Re Estate of Tanuvasa

Case

[2015] NZHC 3283

17 December 2015

No judgment structure available for this case.

IN THE HIGH COURT OF NEW ZEALAND WELLINGTON REGISTRY

CIV 2015-485-614729 [2015] NZHC 3283

IN THE MATTER OF the estate of TAMALI'I TANUVASA

PEPE MAUA TUPUOLA Applicant

On the papers

Judgment:

17 December 2015

JUDGMENT OF MALLON J

[1]      Ms   Pepe   Tupuola   (the   applicant)   applies   for   a   grant   of   letters   of administration.   The grant is sought in respect of the estate of Tamali’i Tanuvasa, who was the applicant’s sister.  The application was declined by the Registrar on the ground that it should have been made by the two daughters of the deceased.  The applicant seeks review of that decision.   The review has been referred to me for consideration.

[2]      The deceased died intestate.   The deceased was survived by two children (Mele Tanuvasa and Merita Iopu) and six brothers and sisters (one of whom is the applicant).  The gross value of the estate does not exceed $20,000.  It is comprised of Kiwisaver funds of slightly over $15,000 and the balance is held in a Westpac current account.   The provider of the Kiwisaver funds requires letters of administration.

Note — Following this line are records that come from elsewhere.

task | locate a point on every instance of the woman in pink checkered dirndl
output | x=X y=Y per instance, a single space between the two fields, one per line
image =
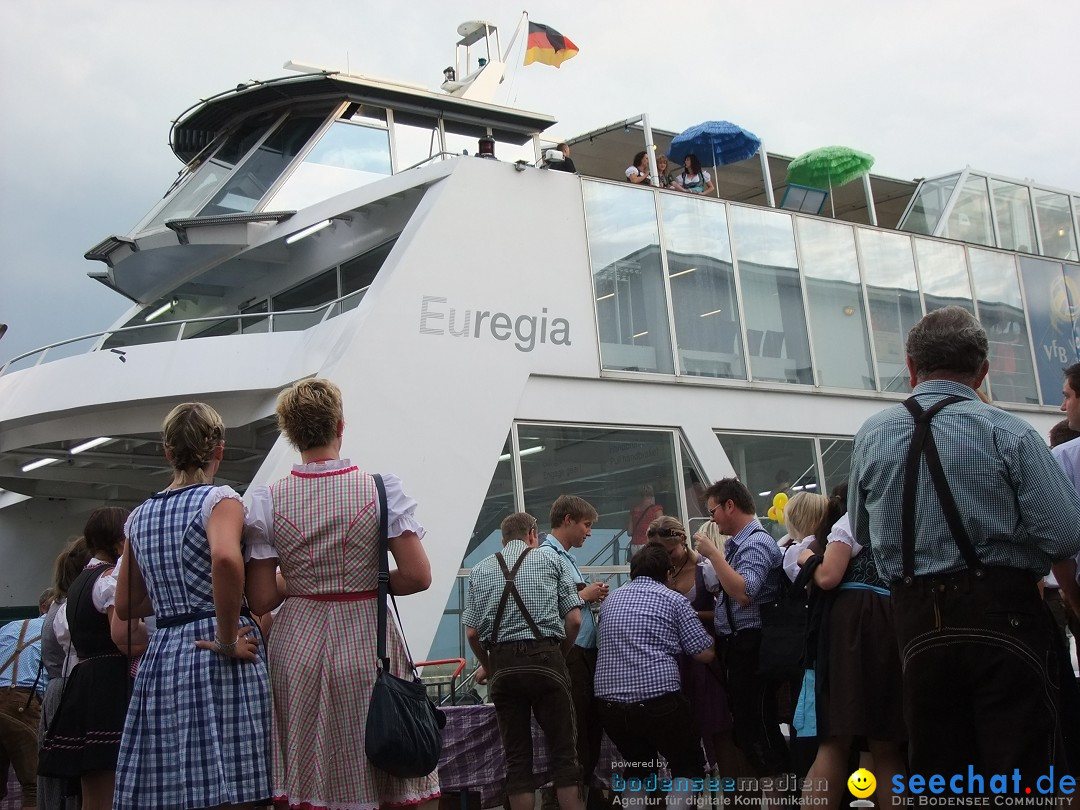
x=321 y=525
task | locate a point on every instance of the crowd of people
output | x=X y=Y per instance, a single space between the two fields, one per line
x=933 y=644
x=692 y=179
x=928 y=647
x=164 y=689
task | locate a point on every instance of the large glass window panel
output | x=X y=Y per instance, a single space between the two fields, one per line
x=1001 y=313
x=943 y=271
x=1055 y=225
x=1012 y=205
x=970 y=218
x=309 y=295
x=702 y=282
x=254 y=178
x=608 y=467
x=772 y=299
x=836 y=461
x=1053 y=306
x=347 y=156
x=929 y=204
x=769 y=466
x=628 y=278
x=892 y=289
x=499 y=502
x=835 y=297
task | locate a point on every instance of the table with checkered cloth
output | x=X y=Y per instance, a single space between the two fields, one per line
x=473 y=760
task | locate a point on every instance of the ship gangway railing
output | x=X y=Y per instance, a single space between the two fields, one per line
x=445 y=684
x=323 y=311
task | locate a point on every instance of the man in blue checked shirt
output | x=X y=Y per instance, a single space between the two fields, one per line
x=23 y=682
x=747 y=576
x=642 y=706
x=571 y=523
x=964 y=510
x=522 y=616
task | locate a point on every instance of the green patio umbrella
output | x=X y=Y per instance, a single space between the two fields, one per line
x=828 y=166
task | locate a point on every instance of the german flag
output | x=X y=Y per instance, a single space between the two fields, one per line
x=548 y=46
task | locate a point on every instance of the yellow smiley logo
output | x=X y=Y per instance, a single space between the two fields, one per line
x=862 y=783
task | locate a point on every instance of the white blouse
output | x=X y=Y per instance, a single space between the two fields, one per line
x=258 y=526
x=104 y=597
x=841 y=534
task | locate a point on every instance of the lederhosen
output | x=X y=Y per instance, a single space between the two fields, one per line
x=974 y=644
x=530 y=675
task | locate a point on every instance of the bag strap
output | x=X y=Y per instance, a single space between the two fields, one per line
x=923 y=444
x=511 y=590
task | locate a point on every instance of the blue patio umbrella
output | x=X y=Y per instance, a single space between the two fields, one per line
x=715 y=143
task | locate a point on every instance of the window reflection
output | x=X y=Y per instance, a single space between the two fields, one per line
x=893 y=294
x=772 y=298
x=347 y=156
x=929 y=204
x=259 y=172
x=616 y=470
x=836 y=461
x=628 y=278
x=703 y=287
x=1012 y=205
x=1001 y=313
x=310 y=294
x=499 y=502
x=769 y=466
x=1055 y=225
x=943 y=271
x=970 y=220
x=835 y=297
x=186 y=200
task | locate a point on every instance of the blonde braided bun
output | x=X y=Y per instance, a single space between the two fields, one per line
x=309 y=413
x=190 y=433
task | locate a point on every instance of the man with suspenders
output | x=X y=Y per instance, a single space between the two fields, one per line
x=522 y=616
x=22 y=683
x=964 y=510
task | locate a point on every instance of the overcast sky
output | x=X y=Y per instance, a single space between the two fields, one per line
x=90 y=90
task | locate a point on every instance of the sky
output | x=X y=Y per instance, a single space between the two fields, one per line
x=90 y=90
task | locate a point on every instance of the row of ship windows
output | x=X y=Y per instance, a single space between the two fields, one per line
x=703 y=287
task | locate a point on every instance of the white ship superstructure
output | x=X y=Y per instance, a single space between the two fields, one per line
x=505 y=333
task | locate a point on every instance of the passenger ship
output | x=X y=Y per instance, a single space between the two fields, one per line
x=503 y=333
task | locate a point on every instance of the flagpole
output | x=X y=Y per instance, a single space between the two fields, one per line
x=513 y=39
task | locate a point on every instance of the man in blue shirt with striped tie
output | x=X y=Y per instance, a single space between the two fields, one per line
x=964 y=510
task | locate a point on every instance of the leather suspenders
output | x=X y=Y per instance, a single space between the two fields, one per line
x=511 y=590
x=922 y=444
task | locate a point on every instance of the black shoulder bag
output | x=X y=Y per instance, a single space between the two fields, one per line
x=404 y=728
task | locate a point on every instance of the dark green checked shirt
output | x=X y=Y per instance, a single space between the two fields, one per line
x=1017 y=507
x=545 y=585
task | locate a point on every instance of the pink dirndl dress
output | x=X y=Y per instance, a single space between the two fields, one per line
x=322 y=649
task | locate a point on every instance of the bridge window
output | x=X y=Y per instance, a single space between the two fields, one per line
x=628 y=279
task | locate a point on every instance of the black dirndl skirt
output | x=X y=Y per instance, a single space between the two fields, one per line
x=84 y=733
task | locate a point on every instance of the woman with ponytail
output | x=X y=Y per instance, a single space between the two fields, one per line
x=197 y=733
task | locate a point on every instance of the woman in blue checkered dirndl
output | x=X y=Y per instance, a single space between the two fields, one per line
x=197 y=733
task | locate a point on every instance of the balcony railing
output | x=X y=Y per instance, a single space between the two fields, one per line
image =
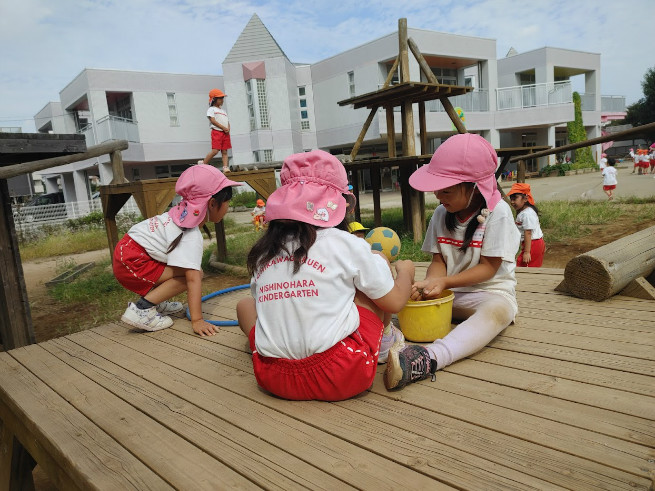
x=476 y=101
x=110 y=128
x=525 y=96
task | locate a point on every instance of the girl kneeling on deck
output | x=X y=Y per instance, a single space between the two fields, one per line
x=319 y=295
x=473 y=241
x=160 y=257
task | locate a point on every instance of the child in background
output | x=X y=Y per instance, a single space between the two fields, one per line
x=319 y=295
x=220 y=128
x=473 y=241
x=609 y=179
x=160 y=257
x=258 y=214
x=527 y=221
x=357 y=229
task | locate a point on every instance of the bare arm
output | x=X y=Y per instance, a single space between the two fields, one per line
x=396 y=299
x=194 y=298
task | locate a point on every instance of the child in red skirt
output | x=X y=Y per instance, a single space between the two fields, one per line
x=527 y=221
x=319 y=296
x=220 y=128
x=160 y=257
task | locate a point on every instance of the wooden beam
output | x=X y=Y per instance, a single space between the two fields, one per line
x=646 y=128
x=37 y=165
x=362 y=133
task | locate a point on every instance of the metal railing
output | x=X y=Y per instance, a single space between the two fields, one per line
x=30 y=217
x=525 y=96
x=111 y=128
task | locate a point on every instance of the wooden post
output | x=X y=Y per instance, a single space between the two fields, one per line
x=362 y=133
x=16 y=328
x=391 y=133
x=422 y=128
x=117 y=168
x=450 y=110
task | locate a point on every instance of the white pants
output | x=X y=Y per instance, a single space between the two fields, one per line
x=486 y=314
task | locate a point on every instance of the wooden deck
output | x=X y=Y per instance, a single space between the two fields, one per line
x=565 y=398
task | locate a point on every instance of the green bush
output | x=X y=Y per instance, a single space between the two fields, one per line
x=247 y=199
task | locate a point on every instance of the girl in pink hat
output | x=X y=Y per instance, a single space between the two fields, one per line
x=473 y=242
x=319 y=295
x=160 y=257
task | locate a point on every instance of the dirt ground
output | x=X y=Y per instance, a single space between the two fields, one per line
x=49 y=316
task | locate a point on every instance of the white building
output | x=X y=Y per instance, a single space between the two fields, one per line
x=277 y=107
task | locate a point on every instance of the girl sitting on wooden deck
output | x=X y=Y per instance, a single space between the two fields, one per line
x=319 y=295
x=473 y=241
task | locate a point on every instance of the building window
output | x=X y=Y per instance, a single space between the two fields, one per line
x=351 y=83
x=257 y=103
x=172 y=109
x=263 y=103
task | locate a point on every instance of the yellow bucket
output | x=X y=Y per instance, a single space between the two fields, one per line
x=427 y=320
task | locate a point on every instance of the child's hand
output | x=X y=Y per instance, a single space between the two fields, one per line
x=429 y=288
x=203 y=328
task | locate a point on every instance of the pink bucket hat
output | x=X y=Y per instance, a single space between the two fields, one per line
x=196 y=185
x=313 y=185
x=465 y=157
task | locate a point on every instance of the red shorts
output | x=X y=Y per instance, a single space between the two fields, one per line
x=134 y=268
x=537 y=249
x=341 y=372
x=221 y=140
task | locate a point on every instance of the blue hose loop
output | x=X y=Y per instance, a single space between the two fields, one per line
x=215 y=294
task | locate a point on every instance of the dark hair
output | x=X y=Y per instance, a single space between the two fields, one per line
x=451 y=221
x=534 y=207
x=222 y=196
x=278 y=236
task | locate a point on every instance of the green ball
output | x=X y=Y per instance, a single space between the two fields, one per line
x=385 y=240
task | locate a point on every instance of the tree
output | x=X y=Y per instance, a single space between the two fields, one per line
x=643 y=111
x=577 y=133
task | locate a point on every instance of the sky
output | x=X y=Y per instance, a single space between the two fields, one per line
x=47 y=43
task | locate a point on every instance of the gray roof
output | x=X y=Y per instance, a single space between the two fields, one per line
x=255 y=43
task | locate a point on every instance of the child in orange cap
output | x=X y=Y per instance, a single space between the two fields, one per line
x=527 y=221
x=258 y=214
x=220 y=128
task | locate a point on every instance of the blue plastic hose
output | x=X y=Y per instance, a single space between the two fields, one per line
x=215 y=294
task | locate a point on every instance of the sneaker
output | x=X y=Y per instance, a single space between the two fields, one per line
x=407 y=364
x=388 y=340
x=167 y=307
x=147 y=319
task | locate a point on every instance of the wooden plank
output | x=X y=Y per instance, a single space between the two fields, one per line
x=591 y=344
x=537 y=395
x=37 y=165
x=641 y=386
x=176 y=460
x=242 y=451
x=273 y=420
x=599 y=450
x=71 y=449
x=582 y=325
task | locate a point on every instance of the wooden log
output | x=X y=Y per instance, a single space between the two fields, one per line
x=605 y=271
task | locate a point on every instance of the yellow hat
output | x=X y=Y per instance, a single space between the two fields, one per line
x=357 y=227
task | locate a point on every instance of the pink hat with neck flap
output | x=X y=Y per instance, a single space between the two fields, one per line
x=465 y=157
x=196 y=185
x=313 y=188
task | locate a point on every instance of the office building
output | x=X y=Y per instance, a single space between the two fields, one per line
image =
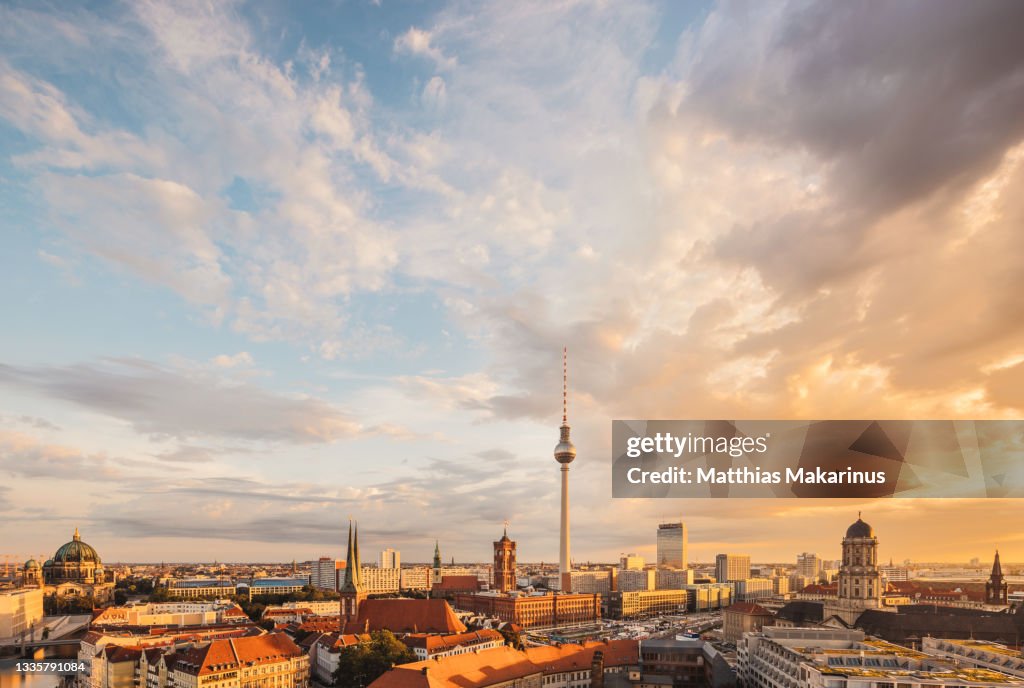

[3]      Pursuant  to  s 77  of  the Administration Act  1969  (the Act),  the  children (Ms Tanuvasa and Ms Iopu) are the beneficiaries of the estate.   They have each sworn affidavits.  They are 41 and 42 years old respectively.  They both reside in

Western Samoa.   They each understand that they are entitled to apply to be the

Estate of Tamali’i Tanuvasa [2015] NZHC 3283 [17 December 2015]

administrator of their mother’s estate.  They do not wish to do so.  They have each signed a formal consent for the applicant to be appointed.  The five other siblings of the deceased have all been given notice of the applicant’s intention to apply for the grant and none have objected.

[4]      The grant of administration is sought pursuant to s 6(2) of the Act.   That permits the Court to grant administration to such person as it thinks expedient by reason of special circumstances, notwithstanding that some other person would by law be entitled to a grant of administration.1   The special circumstances relied on are as follows:

(a)      The two persons beneficially interested in the estate reside out of New Zealand, do not wish to apply for administration, and consent to the application made.

(b)The  applicant  is  the  deceased’s  sister.    She  is  familiar  with  the deceased’s affairs.  The five other siblings of the deceased have not objected to the application.

(c)       The estate is small.

(d)An alternative would be for the beneficiaries to appoint the applicant as attorney.  This involves disproportionate cost, given the size of the estate, and the beneficiaries do not want to apply for letters of administration.

[5]      The application has been made on proper grounds.  The applicant has made all the appropriate inquiries.  The grounds are supported by the material presented to the Court.  I am satisfied that there are special circumstances making it appropriate to grant the application under s 6(2) of the Act.

[6]      Accordingly the grant of letters of administration to the applicant is made.

Mallon J

1      See Re Jones [1973] 2 NZLR 402.